Die E-Akte – das Mammutprojekt der deutschen Justiz

Wer sie dieser Tage gezielt sucht, der findet sie: die zahlreichen und regelmäßig erscheinenden Meldungen der deutschen Justiz zur Einführung der E-Akte. Teils in positiv motiviertem Unterton verfasst, teils eher im Stil einer Pflichterfüllung geschrieben. Aber im Kern handelt es sich hier ja auch um die Erfüllung einer Auflage, die der deutsche Gesetzgeber beschlossen hat. Worum es bei der E-Akte geht, was selbige bewirken und in welchem zeitlichen Rahmen der komplexe Transformationsprozess ablaufen soll – all das stellen wir im heutigen QuatroLingo-Blog-Beitrag vor.
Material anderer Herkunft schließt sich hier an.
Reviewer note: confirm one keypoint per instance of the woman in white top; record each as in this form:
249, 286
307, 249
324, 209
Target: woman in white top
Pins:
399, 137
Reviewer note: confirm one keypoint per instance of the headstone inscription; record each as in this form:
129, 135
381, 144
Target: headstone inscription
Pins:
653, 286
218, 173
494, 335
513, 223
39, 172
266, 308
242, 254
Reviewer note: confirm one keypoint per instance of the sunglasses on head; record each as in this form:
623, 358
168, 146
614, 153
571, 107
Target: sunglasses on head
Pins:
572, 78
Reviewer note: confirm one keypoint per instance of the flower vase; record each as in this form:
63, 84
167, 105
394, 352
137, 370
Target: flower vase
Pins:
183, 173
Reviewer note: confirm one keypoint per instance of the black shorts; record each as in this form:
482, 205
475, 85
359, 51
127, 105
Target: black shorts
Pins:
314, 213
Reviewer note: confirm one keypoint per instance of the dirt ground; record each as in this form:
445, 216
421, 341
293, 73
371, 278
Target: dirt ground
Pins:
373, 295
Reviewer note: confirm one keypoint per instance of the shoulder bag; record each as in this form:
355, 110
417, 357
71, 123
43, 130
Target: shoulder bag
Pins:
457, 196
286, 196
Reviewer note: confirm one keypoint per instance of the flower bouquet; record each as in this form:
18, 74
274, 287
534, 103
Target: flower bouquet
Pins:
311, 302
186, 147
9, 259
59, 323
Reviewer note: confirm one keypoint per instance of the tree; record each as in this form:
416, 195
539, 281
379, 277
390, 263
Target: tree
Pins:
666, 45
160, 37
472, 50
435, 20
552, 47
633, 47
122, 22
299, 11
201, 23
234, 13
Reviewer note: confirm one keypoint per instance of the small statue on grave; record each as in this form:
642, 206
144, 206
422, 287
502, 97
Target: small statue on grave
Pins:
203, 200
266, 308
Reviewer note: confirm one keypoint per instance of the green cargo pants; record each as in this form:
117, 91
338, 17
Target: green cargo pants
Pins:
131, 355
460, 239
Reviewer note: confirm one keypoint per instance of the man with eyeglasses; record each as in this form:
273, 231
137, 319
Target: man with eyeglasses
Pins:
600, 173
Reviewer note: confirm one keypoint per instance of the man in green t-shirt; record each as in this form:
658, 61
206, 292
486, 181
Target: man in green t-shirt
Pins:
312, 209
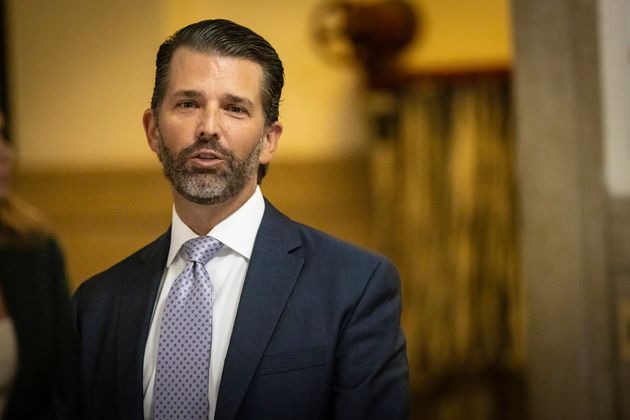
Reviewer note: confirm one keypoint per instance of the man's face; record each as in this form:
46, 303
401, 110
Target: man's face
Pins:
210, 134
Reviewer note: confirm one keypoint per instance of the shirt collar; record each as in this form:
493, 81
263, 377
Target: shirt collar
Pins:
237, 232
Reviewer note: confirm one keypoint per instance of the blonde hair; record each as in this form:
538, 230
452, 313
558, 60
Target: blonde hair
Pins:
21, 223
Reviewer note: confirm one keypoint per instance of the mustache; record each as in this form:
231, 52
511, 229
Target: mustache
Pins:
211, 143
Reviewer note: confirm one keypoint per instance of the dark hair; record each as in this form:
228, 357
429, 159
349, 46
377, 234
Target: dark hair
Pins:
224, 37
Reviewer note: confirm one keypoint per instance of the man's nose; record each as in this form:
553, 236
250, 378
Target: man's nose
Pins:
209, 123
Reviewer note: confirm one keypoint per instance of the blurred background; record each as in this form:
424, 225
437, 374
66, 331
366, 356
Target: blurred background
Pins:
482, 145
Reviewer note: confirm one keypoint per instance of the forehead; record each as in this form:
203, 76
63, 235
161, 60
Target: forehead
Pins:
212, 73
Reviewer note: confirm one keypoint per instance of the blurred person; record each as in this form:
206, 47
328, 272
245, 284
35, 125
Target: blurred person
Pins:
236, 312
34, 302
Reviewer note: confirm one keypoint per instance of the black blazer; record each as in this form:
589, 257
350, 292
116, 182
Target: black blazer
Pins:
317, 333
34, 284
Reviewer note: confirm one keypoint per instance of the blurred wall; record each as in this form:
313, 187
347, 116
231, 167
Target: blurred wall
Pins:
81, 72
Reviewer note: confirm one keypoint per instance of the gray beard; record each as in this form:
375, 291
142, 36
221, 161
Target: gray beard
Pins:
208, 186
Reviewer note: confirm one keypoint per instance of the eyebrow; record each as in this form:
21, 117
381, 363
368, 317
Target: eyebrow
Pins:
239, 100
188, 93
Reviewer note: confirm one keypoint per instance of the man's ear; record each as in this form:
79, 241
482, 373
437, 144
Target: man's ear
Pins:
149, 122
270, 142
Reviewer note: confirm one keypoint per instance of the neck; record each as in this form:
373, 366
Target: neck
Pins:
201, 218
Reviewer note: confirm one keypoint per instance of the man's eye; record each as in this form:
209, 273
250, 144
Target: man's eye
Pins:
235, 109
187, 104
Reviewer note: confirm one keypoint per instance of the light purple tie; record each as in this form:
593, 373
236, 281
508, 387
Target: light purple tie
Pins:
181, 383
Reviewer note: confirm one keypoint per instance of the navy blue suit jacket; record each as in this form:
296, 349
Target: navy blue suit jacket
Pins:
317, 333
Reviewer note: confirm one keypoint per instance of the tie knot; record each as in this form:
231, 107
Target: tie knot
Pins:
202, 249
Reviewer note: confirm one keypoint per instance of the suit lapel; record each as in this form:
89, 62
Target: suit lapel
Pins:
270, 278
139, 288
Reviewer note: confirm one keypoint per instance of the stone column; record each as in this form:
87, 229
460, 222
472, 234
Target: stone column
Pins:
565, 211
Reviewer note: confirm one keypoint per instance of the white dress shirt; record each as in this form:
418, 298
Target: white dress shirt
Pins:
227, 272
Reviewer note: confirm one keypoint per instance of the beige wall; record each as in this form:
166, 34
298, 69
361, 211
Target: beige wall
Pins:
81, 72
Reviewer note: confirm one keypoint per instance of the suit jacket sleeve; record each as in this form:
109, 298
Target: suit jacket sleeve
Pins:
371, 378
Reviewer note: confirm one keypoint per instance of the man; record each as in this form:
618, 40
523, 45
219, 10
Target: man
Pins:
289, 324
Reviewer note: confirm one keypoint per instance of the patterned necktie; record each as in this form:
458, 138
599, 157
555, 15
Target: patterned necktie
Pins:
181, 383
Im Gesetzentwurf der Bundesregierung zur Einführung der elektronischen Akte in Strafsachen und zur weiteren Förderung des elektronischen Rechtsverkehrs hieß es bereits 2016 im Abschnitt „Lösung“ wie folgt:

„Für die elektronische Aktenführung im Strafverfahren soll eine gesetzliche Grundlage geschaffen werden. Bis zum 31. Dezember 2025 soll die elektronische Aktenführung dabei lediglich eine Option darstellen. Ab dem 1. Januar 2026 sollen neu anzulegende Akten dann nur noch elektronisch zu führen sein. Damit soll die flächendeckende, verbindliche Einführung der elektronischen Aktenführung im Bereich der Strafjustiz bereits jetzt gesetzlich vorgegeben werden. Die verbindliche Einführung in den übrigen Verfahrensordnungen der ordentlichen Gerichtsbarkeit und der Fachgerichtsbarkeiten, in denen bereits jetzt eine optionale elektronische Aktenführung möglich ist, soll gesonderten Gesetzgebungsvorhaben vorbehalten bleiben.“ (1).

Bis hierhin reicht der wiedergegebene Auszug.